BANKS in China lent more than expected in November, exceeding expectations, while total social financing grew by the most since March — latest sign that domestic demand was rebounding.

Banks extended new yuan loans of 794.6 billion yuan (US$115.07 billion) last month, up from 651.3 billion yuan in October, the People’s Bank of China said in a statement yesterday.

Economists’ expectations were for lending of 720 billion yuan, according to a Reuters poll.

Lending continued to be driven by consumer loans, primarily home mortgages, despite a series of measures rolled out by the authorities to cool surging home prices and avoid property bubbles.

Total social financing — the broadest measure of credit supply that includes loans, bank acceptance bills, corporate bonds and equity financing — hit an eight-month high of 1.74 trillion yuan, up from 896.3 billion yuan in October, with about half of the increase coming from shadow lending.
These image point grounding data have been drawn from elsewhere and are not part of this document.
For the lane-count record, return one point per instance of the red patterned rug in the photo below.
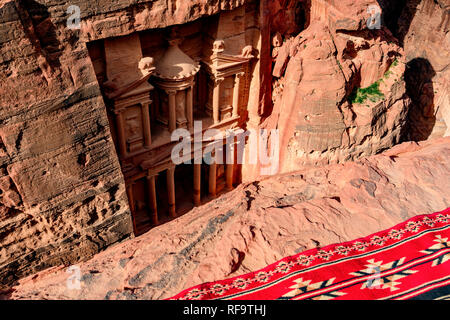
(408, 261)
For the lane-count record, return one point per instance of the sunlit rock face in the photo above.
(335, 89)
(260, 223)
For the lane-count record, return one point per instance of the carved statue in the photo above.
(218, 46)
(146, 65)
(247, 52)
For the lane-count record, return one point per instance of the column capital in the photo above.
(218, 80)
(170, 91)
(117, 111)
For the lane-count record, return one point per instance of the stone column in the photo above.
(237, 85)
(172, 110)
(212, 179)
(216, 100)
(197, 184)
(189, 107)
(229, 175)
(151, 186)
(121, 133)
(171, 191)
(130, 196)
(146, 125)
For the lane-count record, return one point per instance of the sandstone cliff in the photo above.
(336, 90)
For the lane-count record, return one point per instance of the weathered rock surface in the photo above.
(317, 72)
(62, 195)
(261, 222)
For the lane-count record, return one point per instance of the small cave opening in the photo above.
(398, 15)
(421, 118)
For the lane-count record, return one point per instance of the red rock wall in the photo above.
(424, 30)
(62, 195)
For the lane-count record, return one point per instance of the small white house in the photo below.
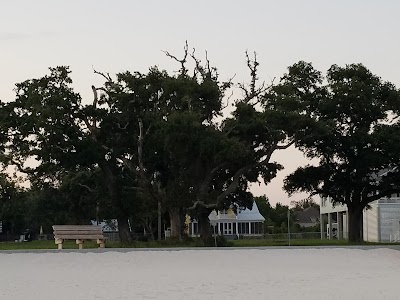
(246, 223)
(381, 222)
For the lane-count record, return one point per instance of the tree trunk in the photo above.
(176, 225)
(204, 226)
(355, 223)
(123, 229)
(119, 211)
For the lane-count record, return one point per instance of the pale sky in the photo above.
(119, 35)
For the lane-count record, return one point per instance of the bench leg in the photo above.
(101, 243)
(59, 243)
(80, 243)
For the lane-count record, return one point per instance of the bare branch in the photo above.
(86, 187)
(182, 61)
(105, 76)
(282, 147)
(95, 96)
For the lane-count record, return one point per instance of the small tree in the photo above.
(351, 125)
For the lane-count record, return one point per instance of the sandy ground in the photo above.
(203, 274)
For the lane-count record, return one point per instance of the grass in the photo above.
(49, 244)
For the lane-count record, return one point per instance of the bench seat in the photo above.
(80, 233)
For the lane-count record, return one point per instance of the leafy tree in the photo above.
(47, 122)
(351, 125)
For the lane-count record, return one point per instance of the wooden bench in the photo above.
(80, 233)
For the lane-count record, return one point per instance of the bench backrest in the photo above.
(77, 232)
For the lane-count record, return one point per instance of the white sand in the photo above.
(203, 274)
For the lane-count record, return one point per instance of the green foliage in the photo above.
(351, 128)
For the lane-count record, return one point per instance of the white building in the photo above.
(381, 221)
(246, 223)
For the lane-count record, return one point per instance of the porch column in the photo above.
(339, 218)
(237, 229)
(330, 225)
(322, 225)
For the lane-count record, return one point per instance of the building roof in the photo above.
(308, 215)
(250, 215)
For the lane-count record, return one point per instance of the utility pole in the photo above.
(289, 225)
(159, 221)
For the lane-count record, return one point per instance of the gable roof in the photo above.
(249, 215)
“Credit expansion has beaten expectations both on and off balance sheet,” said Liu Dongliang, a senior analyst with the assets management unit of China Merchants Bank. “This was in line with most economic indicators for November, signaling a rebound of demand in the real economy.”

TSF includes off-balance sheet forms of financing that exist outside the conventional bank lending system, such as initial public offers, loans from trust companies and bond sales.

Trust loans rose by 162.5 billion yuan in November, the biggest gain in nearly two years, while undiscounted bankers’ acceptances increased at the fastest pace since January.

Data showed that mid- and long-term household loans added 569.2 billion yuan last month, accounting for over two thirds of total new yuan lending.

M2, the broad measure of money supply, rose 11.4 percent from a year earlier, slower than the 11.6 percent growth in October, PBOC data showed.

Wen Bin, chief researcher at Minsheng Bank, blamed the slowdown to a high base and less inflow of capital.

He said liquidity has been tight recently and the central bank may pump more money into the system via open market operations to stabilize interest rates.

China’s central bank said recently that it will maintain ample liquidity in the economy while taking steps to prevent asset bubbles, adding that the balance between stabilizing growth and preventing bubbles has become more challenging.

The credit data echoed with manufacturing activities, foreign trade, domestic investment and retail sales in November that signaled a recovery in economic momentum.

China’s economy grew 6.7 percent in the third quarter and looks set to hit its full-year target, fuelled by government spending, a hot property market and credit that are adding to its growing pile of debt.